Let us start by checking our own selves, "for if we would judge ourselves, we would not be judged." Let us reflect on how we use our bodies: "do you not know that your body is the temple of the Holy Spirit who is in you, whom you have from God, and you are not your own? … therefore glorify God in your body …" (1 Corinthians 6:19,20). We glorify God in our body by means of the purity of our conduct, as described in the preceding verses. But our bodies must be presented "a living sacrifice, holy, acceptable to God, which is our reasonable service." (Romans 12:1). Therefore, everything which we do with our bodies must be sanctified to the Lord, to please Him. We are constantly in the presence of the Lord, through the " sanctuary " of our bodies. Therefore, let us be reverent.
Just as our love towards God is proven by the love with which we deal with our brothers, our reverence to God is proven by the manner in which we behave inside His church. This does not refer only to our demeanour when we meet for the Lord's Supper, but in all our relationship with the other brethren, whether in formal meetings or any other activity.
Our external appearance says much about the reverence that we have: our attitude, our speech, our manner of dress. Though we may not bow down to the ground, as they did of old, our attitude must be in keeping with the reverence that is due to God, in the surroundings of His gathered church. Let us always be attentive to the ministry of the Word and let us avoid disturbing our brethren with careless behaviour during the meetings (especially solemn ones like the Lord's Supper), for example constant movement up and down, whisperings, inadequate readings for the occasion, even a nap.
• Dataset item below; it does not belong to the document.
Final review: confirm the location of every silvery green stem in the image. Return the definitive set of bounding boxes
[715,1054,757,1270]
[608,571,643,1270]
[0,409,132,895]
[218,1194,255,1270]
Words must be used in moderation, remembering what the Preacher taught in Ecclesiastes: "Walk prudently when you go to the house of God; and draw near to hear rather than to give the sacrifice of fools, for they do not know that they do evil. Do not be rash with your mouth, and let not your heart utter anything hastily before God. For God is in heaven, and you on earth; therefore let your words be few." (5:1-2).
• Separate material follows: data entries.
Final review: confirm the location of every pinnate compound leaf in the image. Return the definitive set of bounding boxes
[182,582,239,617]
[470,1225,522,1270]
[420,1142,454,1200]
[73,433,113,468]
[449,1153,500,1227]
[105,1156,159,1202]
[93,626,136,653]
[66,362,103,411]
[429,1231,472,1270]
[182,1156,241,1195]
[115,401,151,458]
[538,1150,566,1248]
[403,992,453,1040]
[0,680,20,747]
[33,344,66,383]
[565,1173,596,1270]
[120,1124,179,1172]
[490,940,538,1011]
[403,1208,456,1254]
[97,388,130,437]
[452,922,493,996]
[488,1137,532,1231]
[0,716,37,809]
Our clothing must be modest, fitting to the company in which we find ourselves, to avoid attracting attention, in this way expressing meekness, humility and purity of character which is our purpose. The first letter to the Corinthians is rich in examples and advice, for it seems that that church had all kinds of problems which might arise in the life of a congregation of believers. It was very much like now, because the moral and religious standards of that time are not very different from what we see around us today, after some adjustments.
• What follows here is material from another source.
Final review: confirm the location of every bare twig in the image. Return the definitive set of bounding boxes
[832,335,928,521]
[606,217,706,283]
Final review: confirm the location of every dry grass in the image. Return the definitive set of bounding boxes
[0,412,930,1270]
To "take the sandals off the feet" demonstrated reverence in the presence of God, but both Moses and Joshua sincerely had a deep respect for Him, and did more than had been required of them: Moses hid his face, because He feared to look at the LORD, and Joshua lay down before Him and worshipped. We must reverently obey God in all our conduct but, if we love and fear Him like those two servants of His, we will worship and serve Him will all enthusiasm, not only doing that which is required of us, but finding opportunities where we can glorify Him even more in our lives.